In my
2.0 isn't a silver bullet post, Alex Lowe made it clear that my enterprise development perspective, while valid, only represents a portion of the ASP.NET developer community. The reality is that Alex is right, but should he be? Alex argues that there are plenty of sites that "should be written using 'crappy' SqlDataSource control, DataSet, 'improper' paging, etc." I honestly wonder, should these sites be written in ASP.NET to begin with?
I say it often, but ASP.NET is really hard. Sometimes I wonder if I over exaggerate how hard it is, or if I'm the only one who sees, but time and time again I see such horribly written code that I know I'm right. I joke not; today I'll get to maintain an application that uses:
<!--#INCLUDE FILE="footer.aspx"-->And that's just one of literally hundreds of ASP.NET WTFs I've run into over the past 5 years. In my experience, the dont-get-its far outweigh the get-its and I have a hard time believing I've just been really unlucky. Visual Studio 2005 and ASP.NET 2.0 have done their best to make things better, but the difficulties are so fundamental that no amount of abstraction is going to work. Worse, the abstraction is so high level, and the details so low, that you often get pretty serious leaks.
Almost all of the features that make ASP.NET a superior enterprise choice are significantly more difficult than what's offered by the alternative web technologies. The page lifecycle is an incredibly powerful tool when understood and harnessed, otherwise it's just a stupid pain in the ass that's going to get in your way. Postback and viewstate are great, but it's a significant shift from simply posting to a different page. So much so that 2.0 lets you do cross page postbacks simply because the paradigm shift was too much. But crosspage postbacks are a perfect example of leaky abstraction - the first time you use it, it'll make a hell of a mess.
The issue runs much deeper than ASP.NET. C# and VB.NET are relatively hardcore languages. The entire VB6 support fiasco is more than enough proof. VB.NET is much harder than VB6, VBScript or PHP. Drag and drop gets you so far, then you are stuck having to deal with exceptions and classes. If you are one of the developers Alex is talking about, you are likely much better off with an untyped, procedural language. Even turning off Option Explicit/Strict won't get you 1/2 way there. Then there's the .NET framework itself with the thousands and thousands of methods, which you'll need to use. Whether it's encoding ADO.NET, XML or IO you'll have to get your hands somewhat dirty.

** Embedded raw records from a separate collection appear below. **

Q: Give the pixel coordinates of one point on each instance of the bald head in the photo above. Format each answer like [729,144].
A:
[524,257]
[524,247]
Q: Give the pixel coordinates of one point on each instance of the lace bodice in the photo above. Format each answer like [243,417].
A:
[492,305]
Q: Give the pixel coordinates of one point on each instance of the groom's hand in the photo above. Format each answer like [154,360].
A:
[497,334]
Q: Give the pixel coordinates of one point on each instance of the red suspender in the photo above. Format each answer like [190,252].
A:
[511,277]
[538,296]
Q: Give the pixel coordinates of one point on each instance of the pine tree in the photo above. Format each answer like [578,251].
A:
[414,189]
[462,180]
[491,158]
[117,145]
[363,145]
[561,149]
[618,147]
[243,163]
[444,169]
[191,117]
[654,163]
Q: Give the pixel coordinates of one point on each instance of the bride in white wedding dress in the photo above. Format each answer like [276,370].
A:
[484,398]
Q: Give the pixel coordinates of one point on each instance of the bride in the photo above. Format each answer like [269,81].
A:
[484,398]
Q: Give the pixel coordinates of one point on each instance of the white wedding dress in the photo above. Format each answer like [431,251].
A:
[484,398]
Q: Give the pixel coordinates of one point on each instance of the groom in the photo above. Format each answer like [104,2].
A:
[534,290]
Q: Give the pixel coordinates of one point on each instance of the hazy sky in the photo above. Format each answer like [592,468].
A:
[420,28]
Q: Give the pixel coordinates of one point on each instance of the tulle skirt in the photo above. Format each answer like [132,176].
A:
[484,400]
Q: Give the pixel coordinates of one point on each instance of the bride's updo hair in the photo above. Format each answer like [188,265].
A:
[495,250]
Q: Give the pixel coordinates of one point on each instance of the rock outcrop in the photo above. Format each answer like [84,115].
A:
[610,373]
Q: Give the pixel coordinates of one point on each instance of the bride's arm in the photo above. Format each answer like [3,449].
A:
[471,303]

In my very humble opinion, PHP is a far better alternative to ASP.NET when it comes to the type of application Alex is talking about (I'd say classic ASP too if it was still being developed and probably Ruby on Rails if I knew more about it). As a language, despite some claims, it isn't at all an OO framework or much of an OO language, it's exception handling is pretty primitive and it's untyped. It's also a traditional web structure, doing away with complicated bound controls, postbacks and server controls. What to display 10 rows? loop through your record and echo out some tr's and td's - simple. The only hang up with PHP some might have is getting it installed and the language if you're a VB'er - but again, you'll have serious language issues in ASP.NET anyways.
Everything .NET is simply amazing. I love ASP.NET, C#/VB.NET, ADO.NET and SQL Server. I can't imagine doing web programming without writing HttpHandlers, code generating my domain layer and creating a lot of simple custom server controls. I'm amused that anyone would attempt to do serious enterprise architecture in a language/framework that wasn't so powerful and complete (there are other alternatives, PHP isn't one). Like most development tools however, try as they might, Microsoft will never make ASP.NET the best enterprise tool while at the same time the best mom-and-dad solution (or even close to).
ASP.NET is cool, but if you don't get it I'd strongly urge you to use something else - I keep hearing amazing things about Ruby on Rails. Remember, it's in Microsoft interest to tell you how great their products will be for you, but it might not really be the case. Use the right tool for the right job, and if you don't even understand the tool, than it isn't the right one!